Google Groups no longer supports new Usenet posts or subscriptions. Historical content remains viewable.
Dismiss

LXML: can't register namespace

1,116 views
Skip to first unread message

Andrew Z

unread,
Mar 6, 2018, 11:04:11 PM3/6/18
to
Hello,
with 3.6 and latest greatest lxml:

from lxml import etree

tree = etree.parse('Sample.xml')
etree.register_namespace('','http://www.example.com')

causes:
Traceback (most recent call last):
File "/home/az/Work/flask/tutorial_1/src/xml_oper.py", line 16, in
<module>
etree.register_namespace('','http://www.example.com')
File "src/lxml/etree.pyx", line 203, in lxml.etree.register_namespace
(src/lxml/etree.c:11705)
File "src/lxml/apihelpers.pxi", line 1631, in lxml.etree._tagValidOrRaise
(src/lxml/etree.c:35382)
ValueError: Invalid tag name ''

partial Sample.xml:
<?xml version="1.0" encoding="UTF-8" standalone="yes"?>

<Applications xmlns="http://www.example.com">
<Application>
<Customer email="ja...@acme.com" external_id="ABCDZ2002"
md_status_nonpro="true" type="INDIVIDUAL" prefix="jadoe">

<cut here>

it seems to not be happy with the empty tag .
But i'm not sure why and how to go about it.

thank you
AZ

Steven D'Aprano

unread,
Mar 7, 2018, 12:38:19 AM3/7/18
to
On Tue, 06 Mar 2018 23:03:15 -0500, Andrew Z wrote:

> Hello,
> with 3.6 and latest greatest lxml:
>
> from lxml import etree
>
> tree = etree.parse('Sample.xml')
> etree.register_namespace('','http://www.example.com')

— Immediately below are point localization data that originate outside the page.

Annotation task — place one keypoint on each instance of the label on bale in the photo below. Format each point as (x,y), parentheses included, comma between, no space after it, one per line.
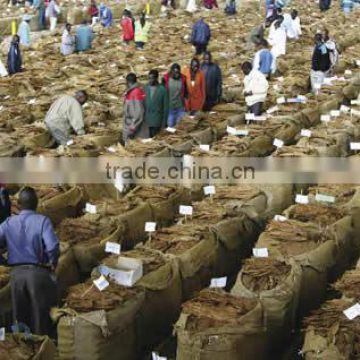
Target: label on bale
(113,248)
(150,226)
(204,147)
(335,113)
(324,198)
(280,218)
(325,118)
(281,100)
(278,143)
(305,132)
(260,252)
(185,210)
(354,146)
(101,283)
(301,199)
(352,312)
(209,190)
(91,209)
(218,282)
(272,109)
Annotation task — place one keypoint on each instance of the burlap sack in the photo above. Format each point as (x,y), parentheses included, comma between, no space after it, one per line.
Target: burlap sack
(245,341)
(68,204)
(280,305)
(99,334)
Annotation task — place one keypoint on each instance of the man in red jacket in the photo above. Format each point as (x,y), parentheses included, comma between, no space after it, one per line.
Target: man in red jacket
(134,125)
(127,27)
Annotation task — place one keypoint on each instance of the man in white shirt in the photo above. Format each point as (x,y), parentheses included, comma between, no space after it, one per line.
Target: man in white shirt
(292,25)
(255,88)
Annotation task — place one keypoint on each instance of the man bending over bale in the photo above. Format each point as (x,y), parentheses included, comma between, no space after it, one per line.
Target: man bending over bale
(65,115)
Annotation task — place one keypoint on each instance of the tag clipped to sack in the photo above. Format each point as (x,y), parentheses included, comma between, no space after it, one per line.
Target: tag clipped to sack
(352,312)
(185,210)
(101,283)
(301,199)
(150,226)
(218,282)
(260,252)
(113,248)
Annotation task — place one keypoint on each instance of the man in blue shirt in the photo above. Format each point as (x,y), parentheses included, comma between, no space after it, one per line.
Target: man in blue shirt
(33,252)
(264,60)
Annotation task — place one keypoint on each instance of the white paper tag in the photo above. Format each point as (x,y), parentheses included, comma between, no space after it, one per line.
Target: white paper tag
(218,282)
(209,190)
(352,312)
(354,146)
(305,132)
(281,100)
(185,210)
(324,198)
(101,283)
(278,143)
(301,199)
(91,209)
(272,109)
(113,248)
(249,116)
(150,226)
(280,218)
(204,147)
(260,252)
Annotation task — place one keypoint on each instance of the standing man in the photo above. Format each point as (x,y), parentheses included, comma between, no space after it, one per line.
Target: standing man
(255,88)
(134,110)
(156,104)
(200,36)
(213,81)
(320,64)
(84,37)
(14,56)
(105,16)
(175,84)
(65,115)
(33,252)
(264,60)
(24,31)
(67,41)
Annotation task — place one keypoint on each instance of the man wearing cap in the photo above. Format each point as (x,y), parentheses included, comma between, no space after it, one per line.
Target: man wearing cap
(24,30)
(33,252)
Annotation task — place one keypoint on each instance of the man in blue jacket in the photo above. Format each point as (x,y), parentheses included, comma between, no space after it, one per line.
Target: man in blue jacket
(200,36)
(33,252)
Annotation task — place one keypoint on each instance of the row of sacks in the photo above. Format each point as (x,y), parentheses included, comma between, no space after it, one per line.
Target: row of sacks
(331,332)
(311,246)
(178,261)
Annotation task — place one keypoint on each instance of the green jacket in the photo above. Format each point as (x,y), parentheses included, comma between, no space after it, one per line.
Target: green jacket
(156,108)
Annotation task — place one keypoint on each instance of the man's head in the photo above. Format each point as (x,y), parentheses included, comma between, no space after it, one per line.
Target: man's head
(175,71)
(131,79)
(28,199)
(153,77)
(294,14)
(195,65)
(207,57)
(246,67)
(81,96)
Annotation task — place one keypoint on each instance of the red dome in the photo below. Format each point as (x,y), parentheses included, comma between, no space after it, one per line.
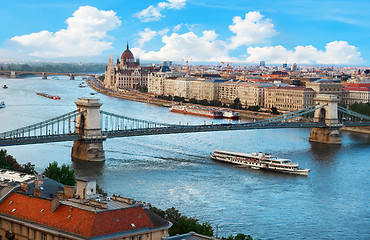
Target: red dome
(127,55)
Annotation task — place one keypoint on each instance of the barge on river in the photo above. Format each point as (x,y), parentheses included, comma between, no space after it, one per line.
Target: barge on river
(196,110)
(54,97)
(259,161)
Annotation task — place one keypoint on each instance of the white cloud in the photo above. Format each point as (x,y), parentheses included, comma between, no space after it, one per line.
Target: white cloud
(187,45)
(163,31)
(251,30)
(176,28)
(153,13)
(336,52)
(85,35)
(146,36)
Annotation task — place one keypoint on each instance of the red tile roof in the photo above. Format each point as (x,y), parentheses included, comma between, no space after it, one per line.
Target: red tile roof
(356,84)
(75,220)
(365,89)
(292,88)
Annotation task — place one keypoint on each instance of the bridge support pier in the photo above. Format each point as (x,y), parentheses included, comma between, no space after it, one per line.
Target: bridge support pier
(325,135)
(90,147)
(13,74)
(88,151)
(329,115)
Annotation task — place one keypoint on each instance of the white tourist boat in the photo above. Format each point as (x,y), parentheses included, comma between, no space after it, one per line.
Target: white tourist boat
(259,161)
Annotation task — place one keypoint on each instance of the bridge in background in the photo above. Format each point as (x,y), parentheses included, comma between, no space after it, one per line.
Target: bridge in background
(44,75)
(88,126)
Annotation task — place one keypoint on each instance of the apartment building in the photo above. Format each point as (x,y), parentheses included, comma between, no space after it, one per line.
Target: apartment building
(201,88)
(40,208)
(289,98)
(252,94)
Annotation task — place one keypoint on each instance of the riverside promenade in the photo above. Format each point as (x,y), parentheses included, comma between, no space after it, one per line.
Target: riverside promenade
(98,86)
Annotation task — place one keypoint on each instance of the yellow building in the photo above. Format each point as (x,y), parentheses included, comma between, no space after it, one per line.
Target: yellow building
(252,94)
(289,98)
(202,88)
(324,86)
(36,209)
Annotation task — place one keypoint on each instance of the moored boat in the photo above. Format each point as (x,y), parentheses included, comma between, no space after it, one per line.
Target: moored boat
(259,161)
(196,110)
(230,115)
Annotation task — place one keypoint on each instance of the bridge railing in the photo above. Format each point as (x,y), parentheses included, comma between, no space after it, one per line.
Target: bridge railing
(61,125)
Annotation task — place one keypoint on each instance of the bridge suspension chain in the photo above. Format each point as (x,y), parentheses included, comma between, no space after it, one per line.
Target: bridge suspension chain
(61,125)
(115,122)
(346,115)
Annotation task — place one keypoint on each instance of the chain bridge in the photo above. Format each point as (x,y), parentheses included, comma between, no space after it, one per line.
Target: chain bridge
(88,126)
(44,75)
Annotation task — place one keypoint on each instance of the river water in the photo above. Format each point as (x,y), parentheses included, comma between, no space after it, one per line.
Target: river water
(333,202)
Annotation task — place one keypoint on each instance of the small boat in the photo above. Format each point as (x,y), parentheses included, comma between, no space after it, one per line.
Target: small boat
(54,97)
(230,115)
(259,161)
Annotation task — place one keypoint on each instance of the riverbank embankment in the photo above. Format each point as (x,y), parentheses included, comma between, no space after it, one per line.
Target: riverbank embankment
(98,86)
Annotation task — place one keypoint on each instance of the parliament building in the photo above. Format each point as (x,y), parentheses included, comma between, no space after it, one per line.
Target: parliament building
(127,73)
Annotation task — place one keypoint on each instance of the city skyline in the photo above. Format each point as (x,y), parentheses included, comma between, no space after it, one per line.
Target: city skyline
(308,32)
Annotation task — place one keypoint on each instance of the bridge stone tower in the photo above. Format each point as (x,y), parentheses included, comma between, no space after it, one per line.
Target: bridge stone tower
(90,147)
(329,116)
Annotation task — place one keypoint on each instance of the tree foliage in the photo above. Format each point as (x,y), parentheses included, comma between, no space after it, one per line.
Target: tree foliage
(183,224)
(62,174)
(102,77)
(275,111)
(239,236)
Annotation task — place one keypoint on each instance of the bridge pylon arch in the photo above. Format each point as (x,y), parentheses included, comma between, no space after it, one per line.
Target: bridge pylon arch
(90,146)
(329,115)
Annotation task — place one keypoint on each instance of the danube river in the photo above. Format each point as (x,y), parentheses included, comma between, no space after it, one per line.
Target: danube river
(333,202)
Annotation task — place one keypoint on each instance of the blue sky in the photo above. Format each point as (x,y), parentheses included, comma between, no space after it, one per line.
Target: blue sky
(305,31)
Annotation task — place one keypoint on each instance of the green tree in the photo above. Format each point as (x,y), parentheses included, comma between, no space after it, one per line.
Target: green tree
(239,236)
(62,174)
(102,77)
(237,104)
(274,111)
(183,224)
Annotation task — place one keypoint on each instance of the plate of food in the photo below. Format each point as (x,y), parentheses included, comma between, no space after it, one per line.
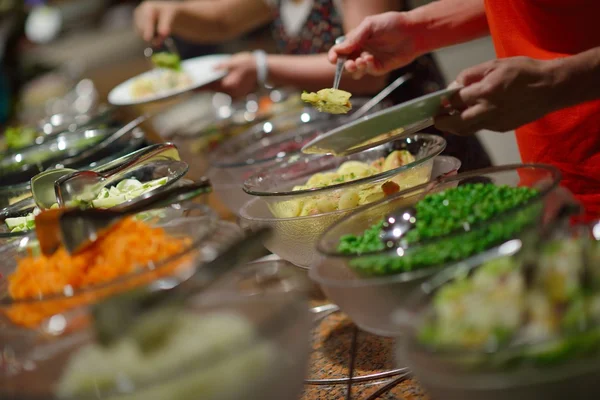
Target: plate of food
(169,78)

> it seems to not be happy with the empty tag . But i'm not sure why and
> how to go about it.

Have you tried using something other than the empty string?

In the interactive interpreter, what does

help(etree.register_namespace)

say?



--
Steve

Andrew Z

unread,
Mar 7, 2018, 9:00:59 AM3/7/18
to
Yes, if i give it any non empty tag - all goes well.

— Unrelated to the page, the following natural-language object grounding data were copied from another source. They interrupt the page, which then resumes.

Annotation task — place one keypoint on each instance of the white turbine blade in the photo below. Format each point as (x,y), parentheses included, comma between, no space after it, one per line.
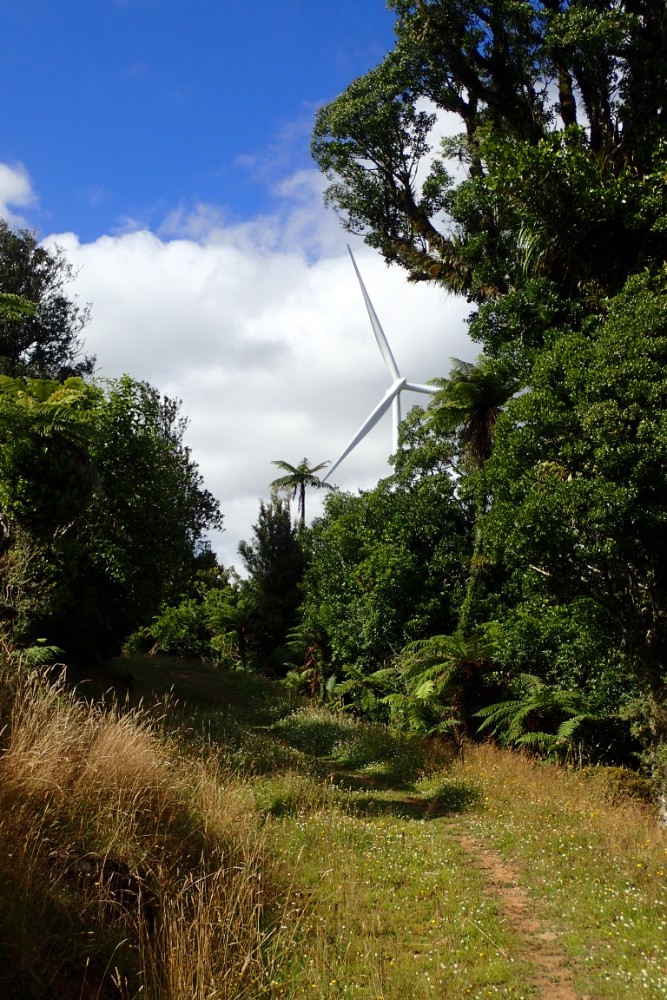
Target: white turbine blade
(396,415)
(382,342)
(430,390)
(368,424)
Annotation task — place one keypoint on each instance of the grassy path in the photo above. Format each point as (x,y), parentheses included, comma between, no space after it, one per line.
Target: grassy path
(493,877)
(403,874)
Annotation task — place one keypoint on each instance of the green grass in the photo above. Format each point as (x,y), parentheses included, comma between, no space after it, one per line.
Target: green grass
(359,837)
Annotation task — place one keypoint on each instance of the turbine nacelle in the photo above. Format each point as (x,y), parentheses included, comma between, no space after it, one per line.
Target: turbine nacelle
(392,397)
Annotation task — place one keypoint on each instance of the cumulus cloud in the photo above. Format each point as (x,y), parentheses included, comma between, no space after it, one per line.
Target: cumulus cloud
(15,193)
(262,331)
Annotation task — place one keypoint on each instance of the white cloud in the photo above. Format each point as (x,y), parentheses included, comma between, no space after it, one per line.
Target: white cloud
(261,330)
(15,192)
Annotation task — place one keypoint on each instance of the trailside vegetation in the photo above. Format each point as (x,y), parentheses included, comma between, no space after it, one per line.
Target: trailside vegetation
(548,212)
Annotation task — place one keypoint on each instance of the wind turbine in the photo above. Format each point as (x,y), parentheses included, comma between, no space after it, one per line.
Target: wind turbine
(392,397)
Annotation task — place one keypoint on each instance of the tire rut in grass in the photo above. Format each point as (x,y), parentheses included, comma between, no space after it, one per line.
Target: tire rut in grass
(552,977)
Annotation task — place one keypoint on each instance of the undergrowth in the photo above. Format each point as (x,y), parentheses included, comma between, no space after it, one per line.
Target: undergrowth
(233,844)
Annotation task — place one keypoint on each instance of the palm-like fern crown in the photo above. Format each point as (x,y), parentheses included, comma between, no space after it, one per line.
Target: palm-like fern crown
(297,479)
(468,403)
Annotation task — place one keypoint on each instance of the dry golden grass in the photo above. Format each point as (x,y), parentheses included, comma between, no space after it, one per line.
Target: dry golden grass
(132,868)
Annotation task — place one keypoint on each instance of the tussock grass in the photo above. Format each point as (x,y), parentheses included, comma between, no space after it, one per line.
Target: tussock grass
(274,851)
(127,868)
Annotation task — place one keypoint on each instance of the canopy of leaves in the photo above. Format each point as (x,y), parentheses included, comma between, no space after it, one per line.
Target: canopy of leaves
(559,168)
(40,326)
(101,509)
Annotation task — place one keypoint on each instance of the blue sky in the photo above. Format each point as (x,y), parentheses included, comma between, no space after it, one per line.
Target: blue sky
(165,147)
(122,109)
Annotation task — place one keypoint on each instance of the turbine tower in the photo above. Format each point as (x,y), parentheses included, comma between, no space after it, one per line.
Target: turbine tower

All im trying to do is to extract a namespace ( i try to keep simple here.
Just first one for now) and register it so i can save xml later on.


On Mar 7, 2018 00:38, "Steven D'Aprano" <
> --
> https://mail.python.org/mailman/listinfo/python-list
>

Andrew Z

unread,
Mar 7, 2018, 11:17:21 PM3/7/18
to
help(etree.register_namespace)
Help on cython_function_or_method in module lxml.etree:
register_namespace(prefix, uri)
Registers a namespace prefix that newly created Elements in that
namespace will use. The registry is global, and any existing
mapping for either the given prefix or the namespace URI will be
removed.


On Wed, Mar 7, 2018 at 8:55 AM, Andrew Z <for...@gmail.com> wrote:

> Yes, if i give it any non empty tag - all goes well.
>
> All im trying to do is to extract a namespace ( i try to keep simple here.
> Just first one for now) and register it so i can save xml later on.
>
>
> On Mar 7, 2018 00:38, "Steven D'Aprano" <steve+comp.lang.python@

Stefan Behnel

unread,
Mar 9, 2018, 4:22:48 AM3/9/18
to
Andrew Z schrieb am 07.03.2018 um 05:03:
> Hello,
> with 3.6 and latest greatest lxml:
>
> from lxml import etree
>
> tree = etree.parse('Sample.xml')
> etree.register_namespace('','http://www.example.com')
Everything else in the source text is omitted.